L’IA bouleverse déjà l’emploi et les investissements
Indépendamment de ces perspectives, l’IA actuelle continue de transformer les marchés du travail et l’économie mondiale. Selon un rapport d’Indeed, 26 % des offres d’emploi publiées en un an pourraient être affectées par l’IA générative, notamment dans les secteurs IT et financier. Goldman Sachs Research estime qu’en cas de généralisation des usages actuels de l’IA, 2,5 % des emplois américains pourraient être supprimés. Chez Salesforce, les équipes de support client ont été réduites de 9 000 à 5 000 postes grâce à l’automatisation.

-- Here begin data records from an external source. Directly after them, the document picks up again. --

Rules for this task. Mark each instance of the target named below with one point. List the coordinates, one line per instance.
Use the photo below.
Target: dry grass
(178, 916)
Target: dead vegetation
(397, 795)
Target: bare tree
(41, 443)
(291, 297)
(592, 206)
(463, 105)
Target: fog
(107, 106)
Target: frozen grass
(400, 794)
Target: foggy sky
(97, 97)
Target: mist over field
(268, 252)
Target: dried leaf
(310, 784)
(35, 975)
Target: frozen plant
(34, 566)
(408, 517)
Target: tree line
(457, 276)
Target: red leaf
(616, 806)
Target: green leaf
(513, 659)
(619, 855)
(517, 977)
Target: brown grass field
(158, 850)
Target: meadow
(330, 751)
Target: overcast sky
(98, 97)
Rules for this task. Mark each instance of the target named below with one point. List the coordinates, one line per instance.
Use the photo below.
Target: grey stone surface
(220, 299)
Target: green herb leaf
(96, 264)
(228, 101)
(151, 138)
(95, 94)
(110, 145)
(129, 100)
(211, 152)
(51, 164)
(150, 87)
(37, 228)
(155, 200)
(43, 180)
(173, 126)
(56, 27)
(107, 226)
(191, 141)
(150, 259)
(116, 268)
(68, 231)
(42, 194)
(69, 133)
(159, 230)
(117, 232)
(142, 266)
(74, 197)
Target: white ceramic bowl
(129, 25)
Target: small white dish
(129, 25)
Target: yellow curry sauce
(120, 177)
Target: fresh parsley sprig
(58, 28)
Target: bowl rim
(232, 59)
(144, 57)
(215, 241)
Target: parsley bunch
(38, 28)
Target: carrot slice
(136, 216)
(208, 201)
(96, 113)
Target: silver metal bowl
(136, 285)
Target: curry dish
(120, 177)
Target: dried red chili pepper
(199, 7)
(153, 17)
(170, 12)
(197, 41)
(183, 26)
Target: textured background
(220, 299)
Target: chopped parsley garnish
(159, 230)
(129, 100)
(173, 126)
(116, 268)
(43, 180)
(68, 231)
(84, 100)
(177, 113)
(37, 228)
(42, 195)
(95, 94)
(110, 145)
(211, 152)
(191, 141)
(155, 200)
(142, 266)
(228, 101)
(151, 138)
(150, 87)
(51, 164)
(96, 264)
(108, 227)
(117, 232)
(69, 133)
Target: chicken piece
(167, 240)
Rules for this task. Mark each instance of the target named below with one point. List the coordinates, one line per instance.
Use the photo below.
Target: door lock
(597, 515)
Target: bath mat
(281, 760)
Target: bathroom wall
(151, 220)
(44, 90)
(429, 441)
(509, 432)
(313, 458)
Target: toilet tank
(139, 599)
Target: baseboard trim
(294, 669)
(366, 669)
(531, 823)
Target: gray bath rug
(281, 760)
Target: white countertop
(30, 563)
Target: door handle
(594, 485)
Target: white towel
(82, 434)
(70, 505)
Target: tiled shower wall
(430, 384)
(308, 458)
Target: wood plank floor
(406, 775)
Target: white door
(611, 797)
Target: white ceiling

Les investissements se maintiennent à un niveau élevé : Gartner prévoit 1,5 billion de dollars de dépenses mondiales en IA en 2025, puis plus de 2 billions en 2026. Le FMI anticipe pour sa part une hausse du PIB mondial de 0,5 % par an entre 2025 et 2030 liée à l’adoption de ces technologies.
Vers une redistribution du marché
Une interdiction du développement d’une IA avancée bouleverserait l’écosystème. « Un ralentissement réglementaire profiterait aux architectures spécialisées, contrôlables et vérifiables », souligne Sanchit Vir Gogia de Greyhound Research. Les entreprises privilégient déjà des modèles “suffisants mais traçables”, adaptés aux environnements réglementés. À l’inverse, une interdiction unilatérale pourrait accélérer la course chinoise : malgré les restrictions américaines, des acteurs comme DeepSeek ou Alibaba publient déjà des modèles open source compétitifs.
Si l’appel à l’interdiction échoue comme en 2023, les entreprises devront considérer la gouvernance de l’IA comme une responsabilité de haut niveau. « En l’absence de règles mondiales contraignantes, la responsabilité se décentralise au niveau de l’entreprise », avertit Sanchit Vir Gogia. « Les DSI doivent mettre en place des garde-fous basés sur l’éthique opérationnelle, la sécurité juridique et la confiance des parties prenantes. » Cela passe par la formalisation de conseils IA, l’intégration de protocoles de réponse aux incidents, et la signature de contrats fournisseurs incluant obligations spécifiques à l’IA, comme la transparence des jeux de données et le droit à l’audit.